Le vice-Premier ministre chinois Huang Ju 黄菊, numéro six du régime communiste, est décédé dans la nuit de vendredi à samedi à Pékin, a annoncé l'agence Chine Nouvelle.
L'agence officielle a simplement indiqué que M. Huang, qui était âgé de 68 ans, était mort de maladie, sans préciser laquelle. Selon des médias de Hong Kong, il souffrait d'un cancer du pancréas.
Né en septembre 1938 dans la province de Zhejiang (est), diplômé en ingéniérie électrique, ce proche de Jiang Zemin, prédécesseur de l'actuel président Hu Jintao, avait été nommé en 2002 au sein du comité permanent du bureau politique du Parti communiste, centre du pouvoir, occupant le sixième rang.
Huang Ju était également depuis 2003 l'un des quatre vice-Premiers ministres, chargé de l'économie.
Bien que la santé des leaders chinois ait toujours été entourée du plus grand secret, le gouvernement avait annoncé en mars 2006 qu'il était malade et ne pouvait pas assister aux cérémonies officielles.
Sa dernière apparition publique remonte au mois de mars lors de la session annuelle du Parlement à Pékin, où il avait appelé les délégués de Shanghai à soutenir la lutte anti-corruption du président Hu Jintao.
Sa mort intervient à quelques mois du prochain Congrès du Parti communiste chinois, prévu à l'automne, qui doit confirmer un nouveau mandat de cinq ans pour Hu Jintao, président et numéro un parti.
Huang, en raison de son appartenance à "la clique de Shanghai" de l'ancien président Jiang Zemin, faisait plutôt partie d'un camp dont Hu Jintao a tenté de réduire l'influence tout au long de son mandat.
Les autorités centrales ont salué en lui samedi matin "un excellent membre du PCC (parti communiste), un combattant communiste de longue date et fidèle, et un dirigeant exceptionnel", a souligné Chine Nouvelle.
Le mois dernier, alors que se propageait une rumeur selon laquelle il était mort, des analystes avaient estimé que ce décès ne saurait influencer l'équilibre politique à Pékin, en soulignant que de toutes façons sa fin politique était proche.
"Je ne pense pas que cela aura beaucoup d'impact (...) Sa santé est de plus en plus mauvaise et on s'attend à ce qu'il se retire du comité permanent au prochain Congrès", avait dit Joseph Cheng, spécialiste de la politique chinoise à la City University de Hong Kong.
Samedi matin, un universitaire chinois confirmait cette évaluation de la situation: "Sa mort ne pèsera pas sur le cours de la politique chinoise, parce qu'il avait de toutes façons l'intention de se retirer après 17e congrès", a affirmé Hu Xingdou, un professeur de l'Institut de technologie de Pékin.
"De fait, il a quitté ses fonctions depuis longtemps et la vice-Premier ministre Wu Yi a repris ses dossiers.
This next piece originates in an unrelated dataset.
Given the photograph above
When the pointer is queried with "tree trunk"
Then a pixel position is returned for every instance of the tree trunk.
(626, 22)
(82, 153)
Sa mort ne changera donc pas vraiment la situation", a ajouté Hu Xingdou.
Wu Yi, ancienne responsable du commerce extérieur, ancienne ministre de la Santé, aujourd'hui toujours en charge des questions médicales en tant que vice-Premier ministre, joue effectivement un rôle de premier plan dans le domaine financier et commercial.
C'est elle qui conduisait ainsi la semaine dernière la délégation chinoise s'étant rendue à Washington dans le cadre du dialogue économique stratégique sino-américain.